As Ireland and the rest of the word grapple with the downturn in the world economy, many companies are looking at costs and ways of making savings. One of the areas they may turn to are the costs associated with corporate governance, and although this may appear to be a quick fix in the short-term, it must be weighed up against the potential long-term damage this can cause to the reputation, business relationships and good standing of a company.

It has been a common assumption that issues of corporate governance were not a concern for private companies, the argument being that private companies were very small one or two-person organisations for which governance was yet another burden in an already over-regulated sector.

In the case of a large proportion of the smaller and larger private companies in Ireland, the board of directors was in most cases synonymous with the shareholders, and poor governance only hurt themselves and not others. In other words, there were no outside parties dependent on the success of the company. Also, if the company was owned by one or two large shareholders, the reality was that all decisions would in any case be made by and in the interests of those shareholders whatever the view of the minority. In addition, other than the Office of the Director of Community Enforcement (ODCE), there is no regulatory body such as the Stock Exchange to account to.

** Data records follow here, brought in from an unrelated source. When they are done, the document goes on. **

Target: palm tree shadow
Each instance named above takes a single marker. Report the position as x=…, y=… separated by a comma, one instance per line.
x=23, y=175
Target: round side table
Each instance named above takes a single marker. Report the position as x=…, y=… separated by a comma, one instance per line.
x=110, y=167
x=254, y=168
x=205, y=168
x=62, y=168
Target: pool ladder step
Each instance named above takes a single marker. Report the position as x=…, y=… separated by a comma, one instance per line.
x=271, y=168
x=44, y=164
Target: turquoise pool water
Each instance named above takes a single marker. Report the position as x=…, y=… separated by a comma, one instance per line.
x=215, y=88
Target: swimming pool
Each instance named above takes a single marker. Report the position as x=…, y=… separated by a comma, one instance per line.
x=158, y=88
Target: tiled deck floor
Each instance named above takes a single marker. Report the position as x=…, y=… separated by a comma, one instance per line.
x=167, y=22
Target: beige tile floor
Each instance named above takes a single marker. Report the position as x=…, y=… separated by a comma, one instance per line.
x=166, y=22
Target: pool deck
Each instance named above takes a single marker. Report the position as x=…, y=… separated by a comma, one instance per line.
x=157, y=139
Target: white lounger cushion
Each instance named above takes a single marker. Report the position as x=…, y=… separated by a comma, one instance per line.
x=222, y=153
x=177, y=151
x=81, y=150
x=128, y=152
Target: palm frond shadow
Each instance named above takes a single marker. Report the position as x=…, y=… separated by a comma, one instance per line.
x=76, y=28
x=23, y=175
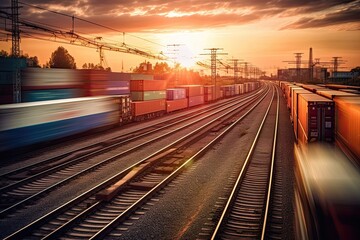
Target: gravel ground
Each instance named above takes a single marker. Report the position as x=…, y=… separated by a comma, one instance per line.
x=184, y=207
x=66, y=193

Finally, if the company wished to raise fresh capital, this was to a large extent funded by the board itself and the banks. Inevitability, the banks did not look at the governance of the companies but at the managers and management accounts. However, although this thinking is still quite prevalent, in recent years there has been a significant change in attitude.

Some of the reasons for this change in attitude are:

  • Investment made by private individuals in their private companies at the start-up stage often involves them in borrowing money which is secured against their homes. Also, financing of the company itself will often come from bank loans and overdrafts, guaranteed by the management of the company which again may be secured by their homes. It is therefore crucial to have in place a good basic corporate governance structure and process to act as a risk management tool.
  • The ongoing financial needs of private companies, particularly when they are going through an expansion or development stage, are too great for individuals so they need to access capital from other sources such as banks or private equity providers. These sources will often look to ensure that there is good governance through holding regular board meetings, appointing non-executives and having audit committees.
  • Even without development capital, a private company can benefit from a non-executive director with experience of the business sector in which they are operating. Alternatively, the company could use their corporate secretary as a sounding board on corporate governance and statutory issues.
  • If the sale of the company is proposed, the existence of good governance will probably enhance the valuation and will also act as a good defence in any possible claim for breach of duty by a successor board.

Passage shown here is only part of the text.